Strategische Seewege
Die russische Nordflotte, angesiedelt im Oblast Murmansk, könnten NATO-Schiffe beim Passieren der GIUK-Lücke stören oder sie vielleicht sogar daran hindern, so zumindest die Sorge in NATO-Kreisen.[8] Vor allem russische U-Boote und Seeminen könnten die NATO-Flotte vor Herausforderungen stellen. Wären diese Passagen tatsächlich dicht, oder eine Durchfahrt mit einem hohen Risiko behaftet, dann wäre der Ärmelkanal das letzte Tor für die NATO aus dem Nordatlantik Richtung Osten. Aufgabe des Channel Committee ist es, diesen „kritischen Engpass“ auf der transatlantische Brücke[9] unter Kontrolle, und damit die Verbindung zwischen den USA, Großbritannien und dem europäischen Festland, aufrecht zu erhalten. Dabei geht es einerseits um die wirtschaftliche Verbindung. Entlang der Ärmelkanal-Route liegen die größten europäischen Häfen: Rotterdam in den Niederlanden, Antwerpen in Belgien und Hamburg und Bremerhaven in der Bundesrepublik. Andererseits sieht sich das Channel Committee dafür verantwortlich, die militärische Verbindung zu gewährleisten, indem es einen gefahrlosen Zugang US-amerikanischer und britischer Kriegsschiffe zum europäischen Festland sichert. Die geopolitische Bedeutung ist dabei keine natürliche, unveränderliche Eigenschaft des Ärmelkanals und der südlichen Nordsee. Erst die Politik der NATO hat der Region diese Bedeutung (zurück)gegeben. Die deutsche Marine würde nach Angaben der Bundeswehr im Kriegsfall Truppen- und Materialtransporte entlang der Nord-/Ostsee-Route eskortieren.[10]

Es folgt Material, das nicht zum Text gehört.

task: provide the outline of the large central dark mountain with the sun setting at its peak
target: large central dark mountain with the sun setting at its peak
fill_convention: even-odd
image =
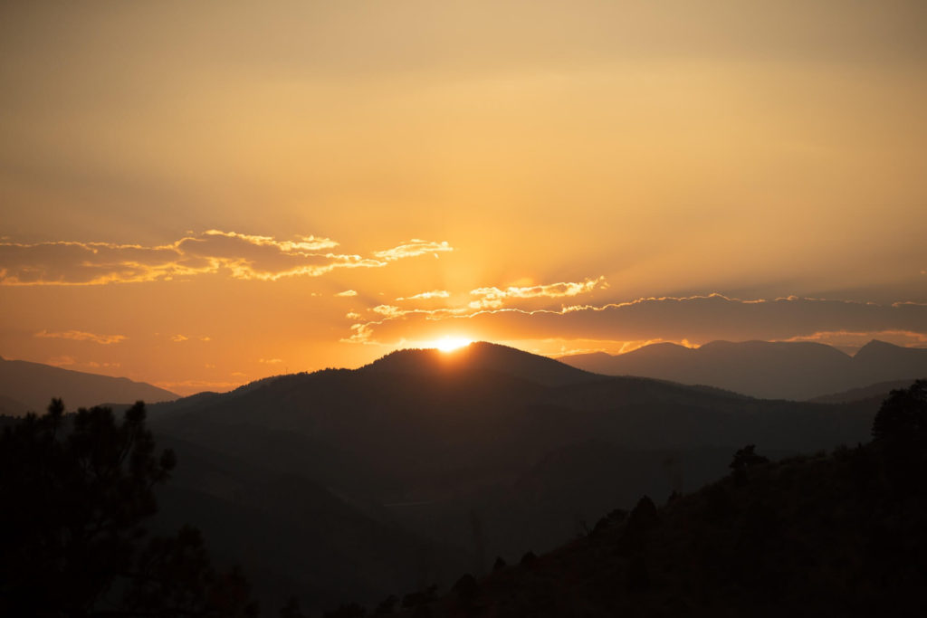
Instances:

Die NATO-Staaten wenden zunehmend Ressourcen auf, um diese transatlantischen Nachschubrouten zu festigen. Das Großmanöver Defender EUROPE 20 im Jahr 2020 stellt einen Meilenstein in diesem Militarisierungsprozess dar: Ziel der Kriegsübung war es, das Verlegen großer Truppenverbände aus den USA und Europa über die verschiedenen Nord- und Ostseerouten Richtung Russland zu proben. Indem sie ihre militärische Infrastruktur rund um die transatlantischen Nachschubrouten ausbaut, erhöht die NATO ihre militärische Einsatzbereitschaft und Handlungsfähigkeit gleichermaßen. Das Militärbündnis macht sich mit den Routen nach Osten vertraut, sammelt Erfahrungen, entdeckt Hürden auf dem Weg und baut sie ab. Dadurch verringert es seine Reaktionszeiten und befähigt sich zu umfangreichen und schnellen Truppenverlegungen nach (Ost-)Europa. Gleichzeitig verweben die transatlantischen Verbündeten dabei ihre einzelnen nationalen Armeen vermehrt zu einer geeint handlungsfähigen NATO-Streitmacht: Das Bündnis baut eigene Kommandostrukturen auf, klärt multinationale Befehlsketten und Rangfolgen, führt Lagebilder und Wissen seiner Mitglieder systematisch zusammen und stimmt die nationalen Waffensysteme aufeinander ab. Die NATO bereitet sich darauf vor, in großen Truppenverbänden in Europa aktiv zu werden. Das CHANCOM-Treffen in Hamburg mit seiner Erklärung ist Teil ebendieser zunehmenden Ausrichtung des Militärbündnisses auf eine Konfrontation mit Russland.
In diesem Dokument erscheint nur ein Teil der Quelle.